Hanney, R. (2025). Micro-Drama: From Chinese Phenomenon to Global Trend – Preprint Version. https://doi.org/10.5281/zenodo.16798457
The result: within hours, my article was live in three different platforms, all linked by a DOI, already visible in Google Scholar, and permanently under my authorship. What normally takes months or even years in the traditional publishing model happened in a single day — and I retained full ownership of the work, the record, and the data trail.
The Peer Review Question
The one thing my experiment doesn’t yet include is peer review — that long-established marker of scholarly legitimacy. In the traditional model, peer review is bound up with journals, editorial boards, and publisher-controlled workflows. But there’s no inherent reason it needs to be that way. What I’m considering next is an open, invited peer review process for this paper, where colleagues and subject specialists can provide structured feedback, and those reviews are then published in full alongside an updated version of the article.
This approach has two important effects.
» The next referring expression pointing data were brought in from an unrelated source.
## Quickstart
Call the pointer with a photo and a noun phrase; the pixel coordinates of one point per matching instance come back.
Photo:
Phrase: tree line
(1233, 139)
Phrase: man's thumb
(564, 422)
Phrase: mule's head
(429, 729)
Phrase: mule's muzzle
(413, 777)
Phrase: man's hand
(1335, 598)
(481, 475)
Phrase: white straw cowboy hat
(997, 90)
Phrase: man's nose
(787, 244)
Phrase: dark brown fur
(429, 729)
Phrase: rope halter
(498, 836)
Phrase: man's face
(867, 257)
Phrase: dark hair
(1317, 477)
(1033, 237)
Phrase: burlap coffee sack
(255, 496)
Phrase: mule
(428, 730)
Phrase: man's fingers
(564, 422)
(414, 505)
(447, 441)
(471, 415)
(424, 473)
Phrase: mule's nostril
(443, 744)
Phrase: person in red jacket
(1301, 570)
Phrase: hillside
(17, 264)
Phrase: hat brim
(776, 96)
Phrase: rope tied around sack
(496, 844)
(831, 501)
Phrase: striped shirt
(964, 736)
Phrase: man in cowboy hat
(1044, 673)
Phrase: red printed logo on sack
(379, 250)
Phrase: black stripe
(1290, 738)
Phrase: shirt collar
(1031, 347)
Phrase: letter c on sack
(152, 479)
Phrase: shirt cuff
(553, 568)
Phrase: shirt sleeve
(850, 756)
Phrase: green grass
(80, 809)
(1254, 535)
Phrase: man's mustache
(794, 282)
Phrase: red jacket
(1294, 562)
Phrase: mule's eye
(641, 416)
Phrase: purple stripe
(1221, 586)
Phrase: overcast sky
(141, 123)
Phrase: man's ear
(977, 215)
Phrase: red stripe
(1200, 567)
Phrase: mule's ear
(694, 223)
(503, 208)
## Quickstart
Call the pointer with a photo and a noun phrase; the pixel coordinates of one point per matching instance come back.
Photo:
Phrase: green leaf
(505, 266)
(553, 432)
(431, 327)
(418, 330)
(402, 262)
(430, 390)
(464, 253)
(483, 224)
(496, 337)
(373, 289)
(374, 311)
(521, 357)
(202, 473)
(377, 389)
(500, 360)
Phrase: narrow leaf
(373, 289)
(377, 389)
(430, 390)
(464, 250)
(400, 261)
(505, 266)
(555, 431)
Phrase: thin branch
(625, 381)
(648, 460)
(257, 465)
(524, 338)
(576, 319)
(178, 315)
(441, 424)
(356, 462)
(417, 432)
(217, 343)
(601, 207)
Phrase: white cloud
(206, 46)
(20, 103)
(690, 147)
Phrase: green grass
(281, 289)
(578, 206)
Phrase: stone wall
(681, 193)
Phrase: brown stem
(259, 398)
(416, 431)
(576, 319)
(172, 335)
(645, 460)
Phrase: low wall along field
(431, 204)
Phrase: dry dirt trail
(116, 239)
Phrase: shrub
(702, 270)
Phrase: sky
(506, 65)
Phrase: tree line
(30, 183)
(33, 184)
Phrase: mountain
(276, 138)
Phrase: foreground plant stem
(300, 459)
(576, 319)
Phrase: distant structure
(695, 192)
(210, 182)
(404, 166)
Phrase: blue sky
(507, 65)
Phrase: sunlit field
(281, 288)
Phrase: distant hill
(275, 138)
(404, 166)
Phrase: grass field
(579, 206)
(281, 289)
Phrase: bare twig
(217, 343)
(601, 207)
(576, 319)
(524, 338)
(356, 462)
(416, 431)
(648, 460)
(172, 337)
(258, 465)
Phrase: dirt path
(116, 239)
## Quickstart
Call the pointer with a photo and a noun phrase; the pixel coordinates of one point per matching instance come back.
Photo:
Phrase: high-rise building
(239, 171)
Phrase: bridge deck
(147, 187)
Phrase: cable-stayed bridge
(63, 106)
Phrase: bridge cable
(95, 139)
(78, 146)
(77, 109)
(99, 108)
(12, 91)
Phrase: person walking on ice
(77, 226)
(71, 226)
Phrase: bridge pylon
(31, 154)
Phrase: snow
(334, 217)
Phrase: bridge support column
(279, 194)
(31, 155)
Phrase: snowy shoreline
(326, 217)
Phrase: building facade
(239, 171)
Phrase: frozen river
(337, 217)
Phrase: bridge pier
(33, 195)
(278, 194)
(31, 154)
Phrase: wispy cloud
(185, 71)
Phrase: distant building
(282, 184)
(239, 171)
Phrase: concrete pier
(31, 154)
First, it makes the process transparent — readers can see exactly what was said, what was changed in response, and how the paper evolved. Second, it makes scholarship iterative — rather than being frozen in a final ‘version of record’, the work remains a living document that can be revised and improved over time. With Zenodo’s versioning, each update keeps the DOI lineage intact, so citations still resolve to the most recent form, with all earlier versions archived and accessible.
If more of us embraced this model — peer-reviewing each other’s self-published DOIs — we could begin to detach peer review from the commercial publishing apparatus entirely. The review process would remain rigorous but be freed from the artificial scarcity and access barriers of the paywalled journal system. In Foucauldian terms, we could start to prise open the ‘regimes of truth’ that define what counts as legitimate knowledge in academia, redistributing that power among scholars themselves.
Done collectively, this could be genuinely liberating: enabling faster knowledge circulation, ensuring work is accessible from day one, and letting the scholarly community own both the discourse and its record.
… and in the end
In one day, I took an idea from rough notes to a citable, publicly accessible preprint — complete with a DOI, linked across multiple platforms, and ready for open peer review. It’s a small but tangible step toward reclaiming scholarly publishing for scholars themselves.
I’d be interested to hear what you think: Could you see yourself using this model? Would you be willing to peer review work in an open, public way? Let’s start that conversation.